Supreme Court Curbs EPA’s Power To Regulate Emissions And Fight Climate Change
June 30, 2022 - Forbes
The Supreme Court has made it more challenging for the Environmental Protection Agency to regulate greenhouse gases and fight climate change, as justices ruled Thursday in favor of Republican-led states and coal companies that asked the court to limit how much the EPA can control emissions from power plants.
The court ruled 6-3 along ideological lines that the EPA does not have the authority under the Clean Air Act to create caps for greenhouse gas emissions and create “generation shifting” requirements (the method by which power plants can reduce emissions).
GOP-led states and coal companies had sued the Biden administration to limit how much the EPA can regulate emissions from power plants, even though the administration hasn’t actually come up with a rule for those emissions yet.
The challengers wanted the Supreme Court to preemptively decide how far the Biden administration can go in terms of regulating the emissions, though the White House argued the court shouldn’t rule against the administration while the issue is still “abstract.”
The justices ruled that the states could bring the case even though there’s no actual rule yet, given that the Biden administration has said that it won’t enforce the rule the Trump administration imposed for power plants and will replace it with a new policy.
The EPA’s view of how much authority it has to regulate emissions is overly expansive, the court ruled, and there’s “little reason” to think Congress actually intended to give the agency that much power, rather than lawmakers.
In their dissent, the court’s liberal justices said the majority erred and that Congress did give the EPA the authority to regulate greenhouse gases, with Justice Elena Kagan writing the ruling “deprives EPA of the power needed—and the power granted—to curb the emission of greenhouse gases.”
What To Watch For
President Joe Biden has set a goal of the energy sector running entirely on clean energy by 2035, but the court’s ruling means that goal will be substantially harder to achieve.
“Capping carbon dioxide emissions at a level that will force a nationwide transition away from the use of coal to generate electricity may be a sensible ‘solution to the crisis of the day,’” Chief Justice John Roberts wrote in the court’s majority opinion. “But it is not plausible that Congress gave EPA the authority to adopt on its own such a regulatory scheme ... A decision of such magnitude and consequence rests with Congress itself, or an agency acting pursuant to a clear delegation from that representative body.”
“Whatever else this Court may know about, it does not have a clue about how to address climate change,” Kagan wrote in her dissent, joined by Justices Sonia Sotomayor and Stephen Breyer. “Yet the Court today prevents congressionally authorized agency action to curb power plants’ carbon dioxide emissions. The Court appoints itself—instead of Congress or the expert agency—the decisionmaker on climate policy. I cannot think of many things more frightening.”
25%. That’s the share of the U.S.’s greenhouse gas emissions in 2020 that came from the electricity sector, according to the EPA, making the industry the second-biggest source of such emissions. (The transportation industry made up the largest share of emissions, at 27%.)
What We Don’t Know
How far the effects of the ruling will go. While the case and the court’s ruling Thursday was focused on the EPA, critics have warned the court’s ruling could be used to stymie other federal agencies’ abilities to impose regulations and make policies themselves, rather than Congress. “Almost everything about these cases … [is] manufactured in an effort to return to an era free from oversight by the government,” Sens. Sheldon Whitehouse (D-R.I.), Richard Blumenthal (D-Conn.), Elizabeth Warren (D-Mass.) and Bernie Sanders (I-Vt.) wrote in a brief to the court. In his concurrence Thursday, Justice Neil Gorsuch suggested the court was broadly wary of letting federal agencies impose too many regulations, writing, “When Congress seems slow to solve problems, it may be only natural that those in the Executive Branch might seek to take matters into their own hands. But the Constitution does not authorize agencies to use pen-and-phone regulations as substitutes for laws passed by the people’s representatives.”

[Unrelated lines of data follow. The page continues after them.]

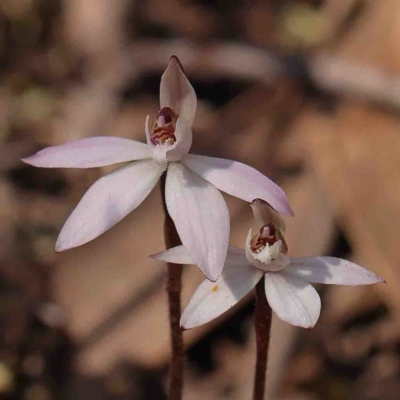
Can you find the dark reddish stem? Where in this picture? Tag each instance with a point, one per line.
(174, 285)
(262, 323)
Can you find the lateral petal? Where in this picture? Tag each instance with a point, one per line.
(292, 299)
(331, 270)
(90, 152)
(201, 218)
(176, 92)
(211, 299)
(107, 202)
(239, 180)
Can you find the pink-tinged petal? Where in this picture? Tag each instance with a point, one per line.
(184, 138)
(176, 92)
(201, 218)
(147, 129)
(211, 299)
(175, 255)
(107, 202)
(331, 270)
(292, 299)
(264, 214)
(90, 152)
(239, 180)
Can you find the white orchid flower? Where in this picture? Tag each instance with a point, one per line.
(287, 280)
(192, 196)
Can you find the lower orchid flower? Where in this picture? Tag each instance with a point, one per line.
(192, 197)
(287, 280)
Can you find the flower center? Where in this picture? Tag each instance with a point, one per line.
(269, 234)
(164, 127)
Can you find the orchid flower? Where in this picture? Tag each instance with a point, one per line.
(287, 280)
(192, 197)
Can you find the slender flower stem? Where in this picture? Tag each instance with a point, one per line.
(262, 323)
(174, 284)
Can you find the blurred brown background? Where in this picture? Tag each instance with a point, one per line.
(306, 91)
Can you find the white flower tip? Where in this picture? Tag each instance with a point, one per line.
(211, 276)
(31, 160)
(175, 60)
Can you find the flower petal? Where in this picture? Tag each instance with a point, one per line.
(211, 299)
(184, 138)
(292, 299)
(331, 270)
(201, 218)
(239, 180)
(107, 202)
(176, 92)
(89, 152)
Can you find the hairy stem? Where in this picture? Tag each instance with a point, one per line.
(174, 285)
(262, 323)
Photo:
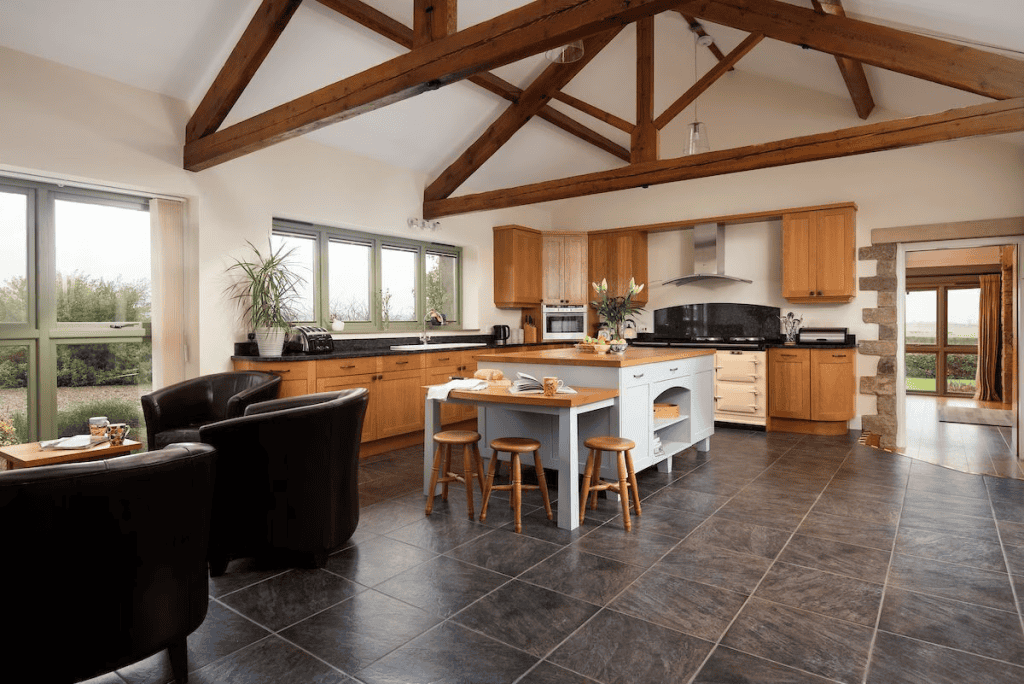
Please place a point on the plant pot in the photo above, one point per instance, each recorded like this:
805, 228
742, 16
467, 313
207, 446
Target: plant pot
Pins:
270, 341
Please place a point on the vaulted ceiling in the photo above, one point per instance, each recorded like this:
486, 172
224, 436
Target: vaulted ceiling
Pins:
399, 66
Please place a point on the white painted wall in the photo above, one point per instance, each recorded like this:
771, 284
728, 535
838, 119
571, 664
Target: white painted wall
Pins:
66, 124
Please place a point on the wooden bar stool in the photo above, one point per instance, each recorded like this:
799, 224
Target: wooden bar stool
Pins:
471, 462
515, 446
592, 482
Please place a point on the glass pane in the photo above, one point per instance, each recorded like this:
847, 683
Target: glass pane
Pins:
13, 395
13, 258
102, 379
441, 291
348, 289
963, 309
922, 310
961, 373
398, 284
921, 373
302, 262
102, 263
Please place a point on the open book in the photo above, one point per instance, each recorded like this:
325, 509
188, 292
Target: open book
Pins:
527, 384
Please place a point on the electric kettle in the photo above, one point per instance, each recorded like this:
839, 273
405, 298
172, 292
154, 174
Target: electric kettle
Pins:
502, 334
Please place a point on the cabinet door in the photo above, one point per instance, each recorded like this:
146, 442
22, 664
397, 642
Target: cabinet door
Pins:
790, 383
833, 385
834, 253
553, 260
370, 431
400, 402
798, 275
577, 288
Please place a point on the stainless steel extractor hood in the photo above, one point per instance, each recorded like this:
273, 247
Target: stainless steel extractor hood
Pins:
709, 256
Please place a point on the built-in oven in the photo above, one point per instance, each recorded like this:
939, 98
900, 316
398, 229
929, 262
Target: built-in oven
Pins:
564, 323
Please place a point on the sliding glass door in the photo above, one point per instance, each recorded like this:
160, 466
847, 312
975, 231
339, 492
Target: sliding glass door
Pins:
941, 333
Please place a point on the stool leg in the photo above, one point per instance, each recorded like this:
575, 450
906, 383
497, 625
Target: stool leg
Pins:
492, 468
624, 494
467, 469
433, 478
633, 481
446, 469
544, 484
517, 490
479, 467
596, 480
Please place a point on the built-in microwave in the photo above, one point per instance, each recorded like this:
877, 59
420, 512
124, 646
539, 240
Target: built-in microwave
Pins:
564, 323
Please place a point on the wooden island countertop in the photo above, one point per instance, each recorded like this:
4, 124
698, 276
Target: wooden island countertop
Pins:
632, 356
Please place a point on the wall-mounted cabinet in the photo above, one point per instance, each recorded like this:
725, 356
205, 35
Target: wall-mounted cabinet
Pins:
819, 256
811, 391
565, 268
517, 266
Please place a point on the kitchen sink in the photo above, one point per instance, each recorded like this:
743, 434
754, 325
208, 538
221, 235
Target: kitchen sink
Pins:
421, 347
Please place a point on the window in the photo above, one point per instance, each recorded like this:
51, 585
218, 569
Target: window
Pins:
372, 282
941, 332
75, 309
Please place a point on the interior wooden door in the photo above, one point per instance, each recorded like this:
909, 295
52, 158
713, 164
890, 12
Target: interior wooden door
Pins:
833, 385
788, 383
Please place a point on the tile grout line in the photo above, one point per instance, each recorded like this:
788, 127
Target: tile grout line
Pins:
1006, 559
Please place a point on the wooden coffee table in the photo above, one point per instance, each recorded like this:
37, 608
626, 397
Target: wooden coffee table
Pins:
30, 456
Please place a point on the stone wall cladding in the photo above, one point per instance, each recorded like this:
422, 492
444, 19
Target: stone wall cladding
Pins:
883, 383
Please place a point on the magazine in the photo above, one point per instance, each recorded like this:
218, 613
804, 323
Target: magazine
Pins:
527, 384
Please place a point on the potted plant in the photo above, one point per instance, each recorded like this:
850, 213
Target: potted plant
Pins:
266, 290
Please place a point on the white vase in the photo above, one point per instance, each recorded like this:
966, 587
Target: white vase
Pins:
270, 341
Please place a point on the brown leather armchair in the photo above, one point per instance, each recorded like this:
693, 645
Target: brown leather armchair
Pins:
174, 414
288, 477
104, 562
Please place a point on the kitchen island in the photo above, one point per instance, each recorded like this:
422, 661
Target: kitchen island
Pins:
639, 379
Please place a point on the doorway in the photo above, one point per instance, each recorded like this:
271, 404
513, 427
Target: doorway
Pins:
938, 354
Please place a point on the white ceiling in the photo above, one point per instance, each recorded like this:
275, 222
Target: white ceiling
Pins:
176, 47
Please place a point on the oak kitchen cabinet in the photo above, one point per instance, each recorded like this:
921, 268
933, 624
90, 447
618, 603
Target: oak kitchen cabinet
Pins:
565, 268
819, 255
517, 266
811, 391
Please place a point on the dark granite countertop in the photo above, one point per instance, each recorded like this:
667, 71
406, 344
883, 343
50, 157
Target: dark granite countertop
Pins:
366, 349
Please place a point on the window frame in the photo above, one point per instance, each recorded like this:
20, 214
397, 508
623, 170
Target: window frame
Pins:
941, 348
376, 242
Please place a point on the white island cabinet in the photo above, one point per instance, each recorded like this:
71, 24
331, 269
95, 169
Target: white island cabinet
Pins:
643, 378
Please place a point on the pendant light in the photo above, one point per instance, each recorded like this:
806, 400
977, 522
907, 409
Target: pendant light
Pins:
566, 53
698, 132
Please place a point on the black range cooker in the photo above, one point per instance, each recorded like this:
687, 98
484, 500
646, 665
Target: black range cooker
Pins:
715, 326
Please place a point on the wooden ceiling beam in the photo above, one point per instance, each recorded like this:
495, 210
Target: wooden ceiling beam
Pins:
397, 32
643, 146
597, 113
433, 19
852, 71
714, 74
262, 32
987, 119
699, 31
930, 58
515, 117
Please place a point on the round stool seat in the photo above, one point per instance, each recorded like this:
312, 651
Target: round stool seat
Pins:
610, 443
517, 444
457, 437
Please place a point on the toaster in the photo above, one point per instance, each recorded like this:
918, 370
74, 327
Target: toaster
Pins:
315, 340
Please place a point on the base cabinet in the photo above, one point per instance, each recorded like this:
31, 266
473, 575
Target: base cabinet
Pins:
811, 391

The Supreme Court previously blocked President Barack Obama’s Clean Power Plan in 2016, which similarly imposed regulations on the energy sector. The Trump administration then came up with a new policy that loosened restrictions on the industry, which the D.C. Circuit Court of Appealsoverturned last year, paving the way for the Biden administration to impose its own rule. Legal experts had expressed surprise that the 6-3 conservative Supreme Court took up the case even before the Biden administration had announced a plan for regulating the energy sector, which Harvard Law School professor Jody Freeman told CNN was “quite unprecedented.” The lawsuit is part of a broader effort on the right to dismantle the so-called administrative state and limit how much the executive branch can impose policies without Congress, Bloomberg notes, however, which may have made the 6-3 conservative court more amenable to taking up the case. The Supreme Court has recently been repeatedly willing to rule against the executive branch in recent months, arguing the White House exceeded its authority by imposing such policies as the Biden administration’s vaccine-or-test mandate for private employers and the federal eviction moratorium.